“Ci fu uno sposalizio a Cana di Galilea e fu invitato anche Gesù” (Cf. Gv 1,1-2)
All’inizio del tempo ordinario, ci viene donato in questa domenica il racconto degli inizi della vita pubblica di Gesù nel Vangelo di Giovanni. Il primo gesto pubblico che Gesù compie è quello di andare a una festa di nozze. Se ci pensiamo bene, forse ci verrebbe da giudicare questa scelta e dire: non c’erano cose più urgenti che stare una settimana ad una festa? Lebbrosi da sanare, ingiustizie da denunciare, peccatori da convertire, indemoniati da liberare? In realtà, se entriamo con attenzione nella scena, scopriamo il perché della sua scelta.
Nel vangelo che abbiamo ascoltato si racconta di una festa di nozze, ma si parla pochissimo degli sposi: per nulla della sposa e soltanto alla fine dello sposo. Potrebbe sembrare un particolare da poco: in realtà mette in luce il segreto di questo episodio. Il centro del racconto non è la festa di nozze, ma Gesù che agli inizi della vita pubblica subito si manifesta a noi, ci dice chi è e come mai è venuto in questo mondo: egli è venuto tra noi come uno sposo; egli è lo sposo dell’umanità. Gesù è l’espressione dell’amore di Dio per noi, di Dio che ci ama come una sposo con la sposa, con tenerezza e passione, per sempre. Egli esprime in questo episodio tutta la portata della sua presenza di Messia: è il Salvatore che trova in noi la sua delizia e viene tra noi per amarci, per darci un nome nuovo, condividere con noi il tempo, gli affetti, la festa, la vita; egli non è un Dio triste, preoccupato soltanto di mettere in ordine questo mondo, ma Dio che ci ama e vuole entrare in relazione con noi e aprirci alla gioia della comunione intima con lui.

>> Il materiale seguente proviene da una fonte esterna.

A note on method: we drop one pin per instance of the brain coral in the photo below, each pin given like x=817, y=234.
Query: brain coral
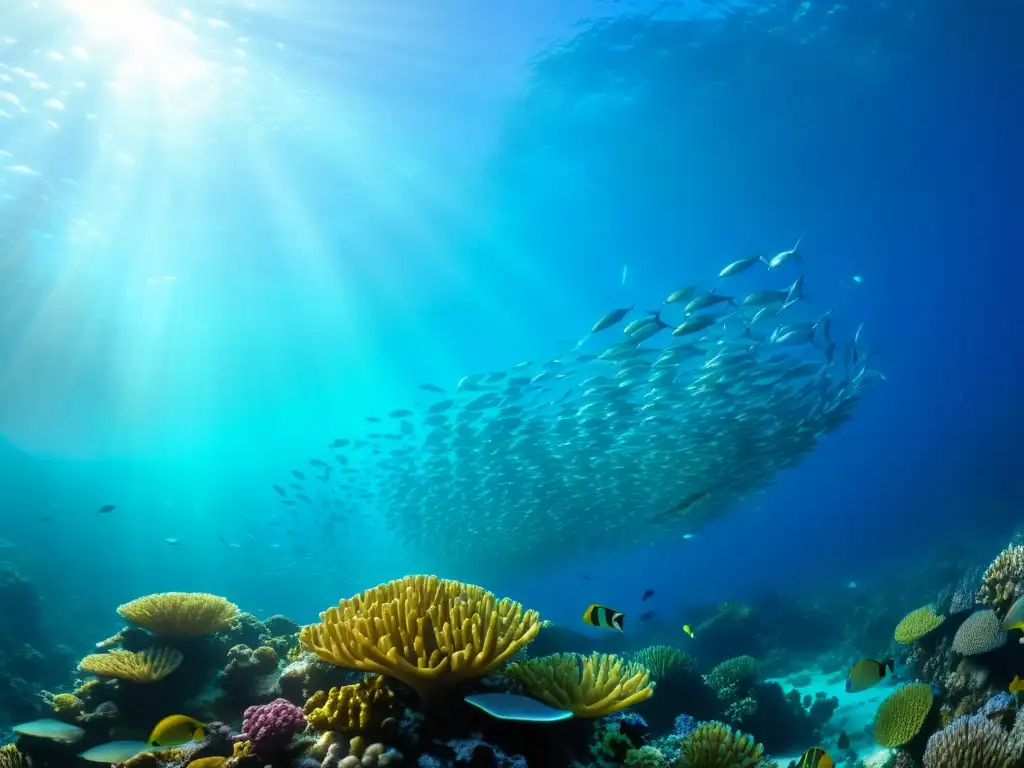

Gesù è lo sposo dell’umanità e della Chiesa, colui che ha a cuore che l’umanità viva in pienezza e non manchi di tutto ciò che le è necessario per realizzare la propria esistenza: ecco perché compie il segno del vino. Egli è colui che ci dona “il-di-più-necessario” che da la gioia, la festa, il gusto di vivere, la pienezza. Egli è colui che porta la gioia del vero benessere all’umanità e lo fa trasformando l’acqua: non riempie di vino in modo magico le anfore, ma trasforma dell’acqua, trasforma ciò che c’è. E così ci manifesta anche in che modo vuole darci il suo vino: viene tra noi e ci chiede di fidarci di lui, di consegnargli la nostra vita per renderla migliore, trasformarla in meglio. Nella seconda lettura, San Paolo sembra anche indicarci qual è il vino della vita. Egli ci indica nell’unità, nella comunione fraterna, nell’armonia delle differenze, come direbbe don Tonino Bello, “il-di-più-necessario” che realizza l’umanità e la Chiesa. È nella comunione, quel legame profondo dono dello Spirito e spesso trascurato, rovinato, dato per scontato che porta a compimento l’opera di Dio.
Accogliamo il Signore che viene come sposo, fidiamoci della sua mano e stringiamola come una sposa stringe quella del suo amato. Portiamo a lui con verità la nostra persona e quella di chi pensiamo che non possa cambiare, la vita delle nostre famiglie e comunità, le comunità cristiane sparse nel mondo e divise e chiediamo a lui di trasformare ogni cosa, esaltandone la bontà, come vino che rende piena la vita.